Student encourages freedom of speech online

Sam Sharpe
Sam Sharpe

It is now the spring semester of my junior year and, like many other students, this means one thing: time to start looking for internships.

In any year, the job search is a soul-deadening process, but this is 2014. The job market is now an even more desperate realm in which a potential candidate must file down the sharp edges of their personality in order to fit into the round hole of faceless corporatism. In the Social Media age, this spring cleaning takes another, more insidious form: Digital Dirt.

Digital Dirt refers to aspects of one’s internet life (Facebook, Twitter, Tumblr, etc.) which could be considered “unsavory” to interviewers. What seems like an uncontroversial idea – “Don’t look like a loser to one’s employer” – belies several biases under closer investigation.

To start with the obvious, the digging up of Digital Dirt is just another part of the ongoing mission to blur and eventually erase the line between workers’ public and private lives. In a 2009 cnn.com article on the subject, “virtual team coach” Zack Grossbart said, “Hiring someone is scary. You’re paying them to represent your company.” This sort of perspective scares me, because it assumes that anything an employee does, on the job or not, eventually ties back to the employer.  It is this sort of thought that leads to the firing of marijuana users for smoking legal pot in their own free time.

Interestingly, alcohol users stay employed. Why? Because the blurred lines of corporatism rely on the dislikes and biases of the older generation. In that same CNN article, online safety advocate Marian Merritt advises candidates to, “Consider your overtly controversial activities such as political, religious, or social movements.” This mirrors another piece of advice given to job searchers: Don’t include anything in a resume that could be grounds for discrimination. Apparently, in our job market, the discriminated against are the ones truly to blame for workplace discrimination.

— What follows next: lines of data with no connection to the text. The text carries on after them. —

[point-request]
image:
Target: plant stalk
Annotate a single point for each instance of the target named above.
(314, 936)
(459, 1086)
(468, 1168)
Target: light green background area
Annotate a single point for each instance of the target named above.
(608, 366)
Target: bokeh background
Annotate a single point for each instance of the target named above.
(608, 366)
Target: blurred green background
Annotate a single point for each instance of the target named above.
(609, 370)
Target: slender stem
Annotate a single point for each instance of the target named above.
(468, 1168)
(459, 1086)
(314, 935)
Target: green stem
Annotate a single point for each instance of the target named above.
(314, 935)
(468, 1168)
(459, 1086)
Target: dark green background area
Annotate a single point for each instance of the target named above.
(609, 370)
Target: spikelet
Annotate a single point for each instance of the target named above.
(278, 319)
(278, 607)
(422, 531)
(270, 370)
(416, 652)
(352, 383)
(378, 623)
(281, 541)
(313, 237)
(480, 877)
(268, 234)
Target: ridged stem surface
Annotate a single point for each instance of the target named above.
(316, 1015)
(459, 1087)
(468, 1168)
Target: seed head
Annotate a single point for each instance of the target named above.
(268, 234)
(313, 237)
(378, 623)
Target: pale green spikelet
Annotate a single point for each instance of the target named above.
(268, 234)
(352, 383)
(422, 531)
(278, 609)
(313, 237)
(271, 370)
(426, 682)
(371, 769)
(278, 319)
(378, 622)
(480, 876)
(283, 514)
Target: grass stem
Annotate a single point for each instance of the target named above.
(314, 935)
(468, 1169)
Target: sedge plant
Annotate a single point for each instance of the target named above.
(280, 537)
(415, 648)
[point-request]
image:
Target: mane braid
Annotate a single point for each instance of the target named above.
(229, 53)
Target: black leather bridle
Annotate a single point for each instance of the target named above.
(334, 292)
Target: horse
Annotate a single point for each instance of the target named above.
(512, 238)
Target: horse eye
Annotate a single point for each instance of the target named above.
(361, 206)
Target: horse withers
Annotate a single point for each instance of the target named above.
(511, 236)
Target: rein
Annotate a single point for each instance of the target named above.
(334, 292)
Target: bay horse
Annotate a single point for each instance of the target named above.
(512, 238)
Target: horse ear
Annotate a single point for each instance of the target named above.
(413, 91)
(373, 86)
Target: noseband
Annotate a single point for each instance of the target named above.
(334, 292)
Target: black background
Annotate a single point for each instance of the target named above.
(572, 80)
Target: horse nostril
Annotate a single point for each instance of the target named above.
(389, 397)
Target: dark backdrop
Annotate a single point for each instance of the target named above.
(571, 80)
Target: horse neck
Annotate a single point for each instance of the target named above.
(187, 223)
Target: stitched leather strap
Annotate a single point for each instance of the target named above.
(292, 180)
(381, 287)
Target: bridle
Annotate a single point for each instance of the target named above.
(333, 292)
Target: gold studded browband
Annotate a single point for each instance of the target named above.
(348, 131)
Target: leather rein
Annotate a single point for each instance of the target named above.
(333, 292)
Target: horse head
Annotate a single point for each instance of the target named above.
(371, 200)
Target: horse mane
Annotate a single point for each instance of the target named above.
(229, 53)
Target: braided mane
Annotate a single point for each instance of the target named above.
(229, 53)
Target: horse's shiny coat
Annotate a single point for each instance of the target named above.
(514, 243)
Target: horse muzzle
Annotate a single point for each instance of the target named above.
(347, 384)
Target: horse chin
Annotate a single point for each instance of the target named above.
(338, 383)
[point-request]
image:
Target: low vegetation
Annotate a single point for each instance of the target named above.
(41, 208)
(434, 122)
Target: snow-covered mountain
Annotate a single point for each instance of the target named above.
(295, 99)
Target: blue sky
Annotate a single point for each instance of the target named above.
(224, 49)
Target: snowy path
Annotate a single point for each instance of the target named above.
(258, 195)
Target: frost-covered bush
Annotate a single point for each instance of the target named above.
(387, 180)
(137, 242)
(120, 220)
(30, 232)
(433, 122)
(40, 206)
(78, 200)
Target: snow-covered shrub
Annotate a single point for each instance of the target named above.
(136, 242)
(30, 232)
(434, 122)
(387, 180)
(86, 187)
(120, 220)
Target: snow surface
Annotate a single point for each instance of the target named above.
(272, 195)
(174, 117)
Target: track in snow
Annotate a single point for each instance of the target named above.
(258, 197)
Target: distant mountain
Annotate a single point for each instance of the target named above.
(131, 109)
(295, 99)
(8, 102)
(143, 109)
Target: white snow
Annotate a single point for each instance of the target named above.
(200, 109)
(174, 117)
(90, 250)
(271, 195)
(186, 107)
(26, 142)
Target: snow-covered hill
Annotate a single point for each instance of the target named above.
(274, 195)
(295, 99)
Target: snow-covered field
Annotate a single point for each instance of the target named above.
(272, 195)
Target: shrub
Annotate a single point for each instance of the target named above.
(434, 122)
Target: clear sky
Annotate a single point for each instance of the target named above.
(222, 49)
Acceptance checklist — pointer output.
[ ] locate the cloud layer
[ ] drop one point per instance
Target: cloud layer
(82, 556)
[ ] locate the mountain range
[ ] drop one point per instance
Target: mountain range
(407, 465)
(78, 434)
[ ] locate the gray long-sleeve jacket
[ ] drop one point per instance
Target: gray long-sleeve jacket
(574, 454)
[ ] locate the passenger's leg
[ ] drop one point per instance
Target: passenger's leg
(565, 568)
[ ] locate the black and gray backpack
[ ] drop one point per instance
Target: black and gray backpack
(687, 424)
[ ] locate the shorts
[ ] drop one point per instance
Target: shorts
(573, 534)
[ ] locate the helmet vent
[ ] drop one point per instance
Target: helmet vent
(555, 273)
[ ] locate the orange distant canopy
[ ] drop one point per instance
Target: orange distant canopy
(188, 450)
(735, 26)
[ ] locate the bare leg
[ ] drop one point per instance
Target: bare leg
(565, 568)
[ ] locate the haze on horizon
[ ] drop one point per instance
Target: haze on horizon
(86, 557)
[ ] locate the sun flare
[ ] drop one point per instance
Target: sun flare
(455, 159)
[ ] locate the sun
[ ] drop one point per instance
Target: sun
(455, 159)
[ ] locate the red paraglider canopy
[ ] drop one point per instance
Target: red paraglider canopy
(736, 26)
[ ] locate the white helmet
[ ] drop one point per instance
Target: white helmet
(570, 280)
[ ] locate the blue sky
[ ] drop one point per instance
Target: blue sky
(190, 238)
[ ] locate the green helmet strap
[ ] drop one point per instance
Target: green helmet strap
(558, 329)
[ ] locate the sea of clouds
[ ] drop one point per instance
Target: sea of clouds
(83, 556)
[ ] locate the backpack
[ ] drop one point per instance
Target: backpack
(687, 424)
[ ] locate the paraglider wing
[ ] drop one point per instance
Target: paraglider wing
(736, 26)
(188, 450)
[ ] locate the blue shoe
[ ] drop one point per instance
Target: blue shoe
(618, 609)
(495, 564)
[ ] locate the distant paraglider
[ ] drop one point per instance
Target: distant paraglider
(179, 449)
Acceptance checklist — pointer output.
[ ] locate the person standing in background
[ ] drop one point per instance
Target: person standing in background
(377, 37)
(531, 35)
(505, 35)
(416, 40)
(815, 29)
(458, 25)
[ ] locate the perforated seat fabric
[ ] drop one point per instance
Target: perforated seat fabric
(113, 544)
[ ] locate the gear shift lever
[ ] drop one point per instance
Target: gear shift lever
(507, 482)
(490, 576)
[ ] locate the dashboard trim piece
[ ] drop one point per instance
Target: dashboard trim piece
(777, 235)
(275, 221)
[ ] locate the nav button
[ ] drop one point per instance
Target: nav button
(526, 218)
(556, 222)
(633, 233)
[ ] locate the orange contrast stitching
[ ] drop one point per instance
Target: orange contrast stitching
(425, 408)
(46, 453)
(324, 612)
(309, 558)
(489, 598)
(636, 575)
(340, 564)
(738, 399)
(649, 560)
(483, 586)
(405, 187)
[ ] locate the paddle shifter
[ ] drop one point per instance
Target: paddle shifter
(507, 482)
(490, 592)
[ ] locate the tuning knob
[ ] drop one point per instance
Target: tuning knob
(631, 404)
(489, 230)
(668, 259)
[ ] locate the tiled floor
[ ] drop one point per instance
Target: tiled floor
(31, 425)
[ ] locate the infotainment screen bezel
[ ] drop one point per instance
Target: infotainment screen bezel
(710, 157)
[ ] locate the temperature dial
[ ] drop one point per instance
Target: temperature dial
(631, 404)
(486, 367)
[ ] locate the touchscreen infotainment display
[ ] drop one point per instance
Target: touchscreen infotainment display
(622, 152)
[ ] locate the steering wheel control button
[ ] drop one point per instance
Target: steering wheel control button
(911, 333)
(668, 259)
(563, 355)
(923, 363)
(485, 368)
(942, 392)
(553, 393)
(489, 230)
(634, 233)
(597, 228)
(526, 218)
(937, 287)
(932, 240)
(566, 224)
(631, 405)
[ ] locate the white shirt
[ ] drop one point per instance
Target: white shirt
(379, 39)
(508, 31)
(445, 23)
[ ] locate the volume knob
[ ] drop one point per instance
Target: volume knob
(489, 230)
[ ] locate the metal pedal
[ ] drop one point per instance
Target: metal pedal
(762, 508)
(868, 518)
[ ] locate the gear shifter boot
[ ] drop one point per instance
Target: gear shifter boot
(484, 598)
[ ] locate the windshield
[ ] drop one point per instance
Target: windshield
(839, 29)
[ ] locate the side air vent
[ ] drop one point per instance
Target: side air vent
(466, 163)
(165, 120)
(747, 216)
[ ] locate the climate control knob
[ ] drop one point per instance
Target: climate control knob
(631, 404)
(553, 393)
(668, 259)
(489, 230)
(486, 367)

In the end, though, it is wrong-headed thinking about the relation between one’s online life and work life that is truly to blame for the insulting concerns about “Digital Dirt.” Not to get all post-modern on my readers, but I believe that our social media-laden age not only allows for, but almost requires a fracturing of identity that the older generation is simply unequipped to understand. Within the context of each service, we cultivate and curate separate identities from our offline lives. Even the differences between the ways we present ourselves on Twitter and Facebook might be as profound as the difference between our Facebook and real life. As children of the internet age we can juggle these various facets of our lives, but to the 45 percent of employers who do dig around for digital dirt (CNN.com), the idea of such a difference is unheard of. To them, the risqué jokes I tweet or statuses I update will be the things I say in an email to a client.

Of course, as the younger generation, we will still be forced to censor ourselves online or may take several generations before the nuances of social media are finally appreciated. It might not happen at all. No matter how the corporate world attempts to change our worldviews, it is important to remember that we, both our on- and offline selves, are more than just a “brand” to sell to employers. Get out there and do some inappropriate tweeting.